I'm sampling from A, one element each time, with replacement.

How many sampling may I expect to perform, in average, before obtaining one element that already came out?

I would appreciate some guidance. Thanks!
• Jan 20th 2010, 10:19 PM
hatsoff
Quote:

Originally Posted by paolopiace
A = {1, 2, ..., N} is a set of N integers.

I'm sampling from A, one element each time, with replacement.

How many sampling may I expect to perform, in average, before obtaining one element that already came out?

I would appreciate some guidance. Thanks!

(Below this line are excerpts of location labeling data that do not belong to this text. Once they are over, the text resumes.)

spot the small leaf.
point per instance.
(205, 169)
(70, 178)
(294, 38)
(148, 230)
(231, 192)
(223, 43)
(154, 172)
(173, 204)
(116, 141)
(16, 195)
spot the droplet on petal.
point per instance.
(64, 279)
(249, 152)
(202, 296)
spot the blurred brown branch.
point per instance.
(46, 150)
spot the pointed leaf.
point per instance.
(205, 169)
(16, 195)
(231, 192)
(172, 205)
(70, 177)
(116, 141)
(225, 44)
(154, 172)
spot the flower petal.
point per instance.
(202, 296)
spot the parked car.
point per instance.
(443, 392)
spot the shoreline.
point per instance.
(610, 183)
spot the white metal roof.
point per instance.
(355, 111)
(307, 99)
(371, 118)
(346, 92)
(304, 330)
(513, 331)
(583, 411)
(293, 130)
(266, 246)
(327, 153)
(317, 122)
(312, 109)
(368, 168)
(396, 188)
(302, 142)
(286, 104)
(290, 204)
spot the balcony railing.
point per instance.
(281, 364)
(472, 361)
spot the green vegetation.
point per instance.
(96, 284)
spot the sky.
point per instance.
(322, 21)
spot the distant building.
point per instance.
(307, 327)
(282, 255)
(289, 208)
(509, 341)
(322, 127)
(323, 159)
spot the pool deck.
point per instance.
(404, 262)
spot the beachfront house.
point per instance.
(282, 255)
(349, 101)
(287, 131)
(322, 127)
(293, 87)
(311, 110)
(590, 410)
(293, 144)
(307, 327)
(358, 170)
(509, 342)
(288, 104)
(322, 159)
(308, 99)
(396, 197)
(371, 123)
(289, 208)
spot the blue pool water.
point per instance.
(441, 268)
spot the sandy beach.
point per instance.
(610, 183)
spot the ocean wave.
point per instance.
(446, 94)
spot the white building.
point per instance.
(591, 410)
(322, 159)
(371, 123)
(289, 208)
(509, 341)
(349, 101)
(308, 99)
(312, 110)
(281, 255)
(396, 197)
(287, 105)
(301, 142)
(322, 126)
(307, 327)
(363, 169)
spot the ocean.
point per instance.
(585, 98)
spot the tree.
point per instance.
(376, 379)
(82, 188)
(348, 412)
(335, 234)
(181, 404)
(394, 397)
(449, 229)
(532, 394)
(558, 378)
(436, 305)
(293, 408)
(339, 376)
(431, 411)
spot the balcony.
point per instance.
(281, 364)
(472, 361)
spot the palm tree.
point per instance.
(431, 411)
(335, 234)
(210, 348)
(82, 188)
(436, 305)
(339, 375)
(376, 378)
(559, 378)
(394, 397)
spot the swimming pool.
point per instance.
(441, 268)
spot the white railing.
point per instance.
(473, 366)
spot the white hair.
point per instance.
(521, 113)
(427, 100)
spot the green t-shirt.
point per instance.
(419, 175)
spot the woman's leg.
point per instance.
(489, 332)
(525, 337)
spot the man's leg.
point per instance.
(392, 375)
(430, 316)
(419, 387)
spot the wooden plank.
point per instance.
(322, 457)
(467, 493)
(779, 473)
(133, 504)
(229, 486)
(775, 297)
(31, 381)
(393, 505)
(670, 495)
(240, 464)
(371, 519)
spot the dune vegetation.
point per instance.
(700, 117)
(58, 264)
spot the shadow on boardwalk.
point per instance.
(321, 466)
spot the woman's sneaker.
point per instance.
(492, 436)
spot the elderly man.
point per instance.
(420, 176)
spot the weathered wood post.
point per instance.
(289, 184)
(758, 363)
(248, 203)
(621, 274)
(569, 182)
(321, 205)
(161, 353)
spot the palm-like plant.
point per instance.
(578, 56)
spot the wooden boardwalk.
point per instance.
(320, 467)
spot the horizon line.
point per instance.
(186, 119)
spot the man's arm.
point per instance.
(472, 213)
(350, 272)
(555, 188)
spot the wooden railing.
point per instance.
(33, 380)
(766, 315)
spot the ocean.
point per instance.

The probability of the $i$th trial failing given the failure of preceding trials is $\frac{N+1-i}{N}$. The probability of every trial failing up to and including the $y-1$th trial is therefore

$\sum_{i=1}^{y-1}\frac{N+1-i}{N}=\frac{N+1}{N}\sum_{i=1}^{y-1}-\frac{1}{N}\sum_{i=1}^{y-1}i$

$=\frac{(N+1)(y-1)}{N}-\frac{(y-1)(y-2)}{2N}$

$=\frac{(y-1)(2N+4-y)}{2N}$.

The probability of the $i$th trial succeeding given the failure of preceding trials is $\frac{i-1}{N}$. Let Y=y denote the event that every trial up to and including the $y-1$th trial fails and then the $y$th trial succeeds. Then

$p(y)=\frac{(y-1)(2N+4-y)}{2N}\left(\frac{y-1}{N}\right)=\frac{(y-1)^2(2N+4-y)}{2N^2}$.

Therefore $\mathbb{E}(Y)=\sum_{y=1}^{N}yp(y)=\sum_{y=1}^{N}\f rac{y(y-1)^2(2N+4-y)}{2N^2}$.

This can be simplified using common summation identities.